I am solving two the first order ODEs ($'=\dfrac{d}{dz}$, all other variables are known constants):
$$p_0 p_0'=-\dfrac{32 \beta}{R^4}$$
$$(p_0p_1)'=-\dfrac{2-\sigma_v}{\sigma_v}\dfrac{8}{R}p_0'$$
I have next conditions
$p_0|_{z=0}=p_{0i}$ (I can choose value)
$p_0|_{z=1}=1$
$p_1|_{z=0}=0$
$p_1|_{z=1}=0$
It is necessary to find $p_0'|_{z=0}$ and $p_1'|_{z=0}$ with shooting method (literature says like that), according to already mentioned $p_0|_{z=1}=1$ and $p_1|_{z=1}=0$. How to connect this two conditions and shoot $p_0'|_{z=0}$ for already known $p_0|_{z=1}=1$?
Are that conditions $p_0'|_{z=0}$ and $p_1'|_{z=0}$ necessary, because these are the first order equations, is there only one initial condition enough?

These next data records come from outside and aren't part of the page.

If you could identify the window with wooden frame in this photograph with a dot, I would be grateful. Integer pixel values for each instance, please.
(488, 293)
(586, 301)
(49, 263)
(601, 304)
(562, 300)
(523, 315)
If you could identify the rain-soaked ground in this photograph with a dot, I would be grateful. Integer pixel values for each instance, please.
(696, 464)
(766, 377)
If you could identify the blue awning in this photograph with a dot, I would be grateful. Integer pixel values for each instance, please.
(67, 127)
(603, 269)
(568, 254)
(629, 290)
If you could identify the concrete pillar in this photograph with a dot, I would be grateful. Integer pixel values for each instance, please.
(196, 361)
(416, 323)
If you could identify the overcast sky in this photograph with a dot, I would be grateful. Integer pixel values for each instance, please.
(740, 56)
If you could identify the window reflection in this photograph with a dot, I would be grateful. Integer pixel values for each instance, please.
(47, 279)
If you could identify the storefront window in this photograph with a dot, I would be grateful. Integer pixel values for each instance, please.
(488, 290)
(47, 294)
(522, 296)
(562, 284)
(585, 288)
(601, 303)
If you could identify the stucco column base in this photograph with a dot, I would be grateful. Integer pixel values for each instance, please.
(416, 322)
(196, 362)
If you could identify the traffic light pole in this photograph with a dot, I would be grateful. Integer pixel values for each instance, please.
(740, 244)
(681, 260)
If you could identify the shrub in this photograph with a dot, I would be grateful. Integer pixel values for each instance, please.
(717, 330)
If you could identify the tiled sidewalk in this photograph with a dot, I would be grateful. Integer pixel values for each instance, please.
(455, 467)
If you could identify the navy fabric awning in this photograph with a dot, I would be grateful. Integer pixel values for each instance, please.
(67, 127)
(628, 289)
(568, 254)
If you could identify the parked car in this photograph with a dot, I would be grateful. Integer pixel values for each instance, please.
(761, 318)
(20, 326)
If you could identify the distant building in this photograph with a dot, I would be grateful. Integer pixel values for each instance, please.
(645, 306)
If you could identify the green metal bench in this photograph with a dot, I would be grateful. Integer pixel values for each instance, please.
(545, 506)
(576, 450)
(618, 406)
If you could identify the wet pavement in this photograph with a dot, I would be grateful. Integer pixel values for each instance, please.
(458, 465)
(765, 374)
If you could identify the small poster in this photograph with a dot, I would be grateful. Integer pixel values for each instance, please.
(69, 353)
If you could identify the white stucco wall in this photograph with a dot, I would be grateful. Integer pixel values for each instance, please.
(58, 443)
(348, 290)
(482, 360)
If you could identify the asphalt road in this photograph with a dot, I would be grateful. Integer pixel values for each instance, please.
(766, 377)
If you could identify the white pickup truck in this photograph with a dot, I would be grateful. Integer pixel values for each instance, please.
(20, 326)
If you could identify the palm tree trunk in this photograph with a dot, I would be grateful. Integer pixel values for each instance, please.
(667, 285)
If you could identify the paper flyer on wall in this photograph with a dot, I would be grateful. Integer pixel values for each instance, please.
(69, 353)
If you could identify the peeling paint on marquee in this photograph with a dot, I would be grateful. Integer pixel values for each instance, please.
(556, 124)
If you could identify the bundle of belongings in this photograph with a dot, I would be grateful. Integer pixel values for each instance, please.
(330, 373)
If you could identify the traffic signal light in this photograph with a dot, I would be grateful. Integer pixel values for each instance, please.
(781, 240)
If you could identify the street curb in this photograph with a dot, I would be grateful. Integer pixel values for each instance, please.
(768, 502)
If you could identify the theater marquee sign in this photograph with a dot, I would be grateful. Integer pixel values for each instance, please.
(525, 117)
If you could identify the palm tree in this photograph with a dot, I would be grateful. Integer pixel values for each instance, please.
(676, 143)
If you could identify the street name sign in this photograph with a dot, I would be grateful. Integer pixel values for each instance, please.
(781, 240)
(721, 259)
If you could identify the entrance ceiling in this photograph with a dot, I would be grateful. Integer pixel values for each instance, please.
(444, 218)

Instead of missing conditions, I also need to solve numerically two ODEs, from the beginning of text, with Runge Kutta method. How to connect that solving with shooting? Is it possible to find missing condition with bvp4c, as shooting method, and after that solve equation with ode45?
Yes, for a boundary value problem you better use a BVP solver. For an order 1 system in 2 components you can only ever hope to satisfy 2 arbitrary boundary conditions, thus if you chose to fix values to $p_0(0)$ and $p_0(1)$, the values of $p_1$ are dependents, there is no guarantee that they will be even close to zero. However, as the equation for $p_0$ is independent of $p_1$, you can always only fix one boundary condition for $p_0$, the other has to be for $p_1$ and you could solve the problem in 2 stages, first find the other boundary value of $p_0$ and then solve the coupled problem from the side where the condition for $p_1$ is given.